In un suo agile e succoso libretto (Liberalismo senza teoria), pieno di spunti e direi di pungoli critici, miranti a discutere alcuni nodi essenziali del pensiero liberale, Corrado Ocone si propone, fra le altre cose, di mostrare la profonda consonanza fra due grandi pensatori liberali italiani, Benedetto Croce e Luigi Einaudi. Le loro concezioni, egli dice, avevano in comune un nodo teorico fondamentale: il conflitto. «Su questo aspetto specifico – afferma Ocone – non c’è stata, fra Croce ed Einaudi, polemica o discussione: entrambi ritenevano infatti che l’ideale liberale fosse imprescindibile dalla lotta fra gli individui e i gruppi». In questo quadro Ocone illustra, con perizia ed eleganza, il nucleo centrale del liberalismo di Croce: il suo rifiuto della concezione gentiliana dello Stato etico (poiché, diceva il filosofo napoletano, lo Stato è soltanto una «forma elementare e angusta della vita pratica, dalla quale la vita morale esce fuori da ogni banda e trabocca, spargendosi in rivoli copiosi e fecondi; così fecondi da disfare e rifare in perpetuo la vita politica stessa e gli Stati, ossia costringerli a rinnovarsi conforme alle esigenze che essa pone»); rifiuto che fa tutt’uno, in Croce, con la convinzione che il dissenso e l’opposizione siano elementi fondamentali della vita politica, l’esistenza e la libertà dei quali lo Stato liberale deve tutelare e proteggere, perché senza di essi non c’è rinnovamento e non c’è progresso.
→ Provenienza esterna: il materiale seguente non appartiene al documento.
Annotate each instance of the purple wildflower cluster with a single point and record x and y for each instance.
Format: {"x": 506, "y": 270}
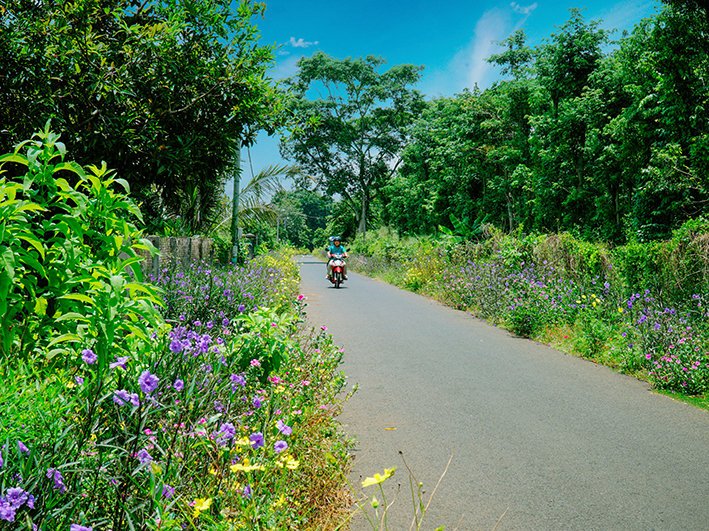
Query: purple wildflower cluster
{"x": 14, "y": 499}
{"x": 203, "y": 292}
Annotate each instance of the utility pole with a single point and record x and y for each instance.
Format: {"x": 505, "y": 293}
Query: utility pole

A questa concezione crociana Ocone avvicina giustamente la concezione di Einaudi, espressa in quel saggio straordinario dell’economista piemontese intitolato “La bellezza della lotta”. Qui Einaudi mostra un grande apprezzamento per il socialismo riformista, e ritiene elementi essenziali di una società liberale tanto le organizzazioni padronali quanto quelle operaie, purché esse non travalichino i compiti ad esse propri, che sono di mutua difesa entro limiti che non intacchino i meccanismi fondamentali della concorrenza economica, della dialettica sociale e del continuo perfezionamento tecnologico e professionale. Solo così ci potrà essere costante progresso non solo economico, ma anche civile e culturale (economia e cultura, peraltro, sono divisibili solo in astratto).
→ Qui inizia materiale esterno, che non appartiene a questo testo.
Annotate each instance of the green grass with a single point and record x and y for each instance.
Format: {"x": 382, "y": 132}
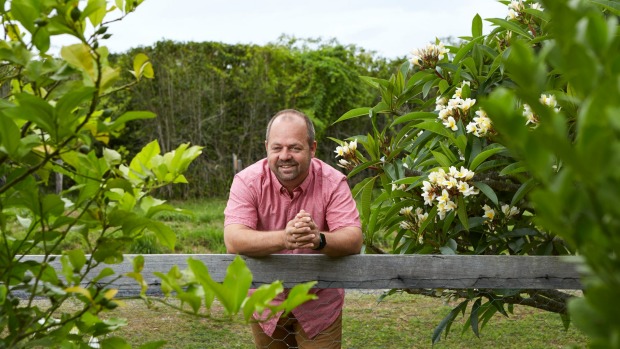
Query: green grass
{"x": 400, "y": 321}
Fin qui le convergenze fra Croce ed Einaudi. Ma possiamo fermarci a questo punto, come fa Ocone? Se così facessimo, verremmo meno, io credo, a una fondamentale istanza crociana (che dovrebbe stare a cuore a Ocone): l’istanza della distinzione. E non riusciremmo a dare conto di una importante affermazione di Einaudi, assai critica verso Croce, la quale suona così: «si prova un vero stringimento di cuore nell’apprendere da un tanto pensatore [Croce] che protezionismo, comunismo, regolamentarismo e razionalizzamento economico possono a volta a volta secondo le contingenze storiche diventare mezzi usati dal politico a scopo di elevamento morale e di libera spontanea creatività umana». Naturalmente, Ocone conosce bene questa critica di Einaudi a Croce, ma non fa i conti con essa. Infatti, che cosa c’è dietro quella critica? C’è un radicale dissenso espresso dall’economista piemontese verso l’indifferenza di Croce per gli assetti economico-sociali. Secondo il filosofo napoletano, infatti, se il comunismo avesse avuto ragione nel ritenere che l’ordinamento capitalistico ha come effetto di danneggiare la produzione della ricchezza, il liberalismo non avrebbe potuto «se non approvare e invocare per suo conto» l’abolizione della proprietà privata. Dopotutto, sosteneva Croce, «il contrasto ideale del comunismo col liberalismo, il contrasto religioso, consiste in altro», ovvero consiste «nell’opposizione tra spiritualismo e materialismo, nell’intrinseco carattere materialistico del comunismo, nel suo far Dio della carne o della materia». Al che Einaudi obiettava che un liberalismo il quale accettasse l’abolizione della proprietà privata e l’instaurazione del comunismo in ragione di una sua ipotetica maggiore produttività di beni materiali, non sarebbe più liberalismo, e che l’essenza di quest’ultimo non può sopravvivere là dove la società civile è interamente dominata e plasmata dallo Stato.
Qui si tocca un punto di radicale dissenso fra i due pensatori italiani: un dissenso che investe tanto i presupposti quanto l’impianto delle loro concezioni liberali. Del resto, Ocone sottolinea giustamente quanto fosse importante, per Einaudi, il famoso saggio di John S. Mill “Sulla libertà”. Orbene, Croce riteneva invece che in quel saggio milliano «la sincera fede liberale dell’Autore [venisse] meschinamente e bassamente ragionata mercé dei concetti di benessere e di felicità e di prudenza e di opportunità». «Poveri e fallaci teorizzamenti», quelli di Mill, secondo Croce, che facevano del liberalismo un «individualismo utilitario», e che abbassavano «lo Stato a strumento dell’edonismo dei singoli». Anche nella valutazione di Mill, dunque, c’era fra Croce ed Einaudi un vero e proprio abisso.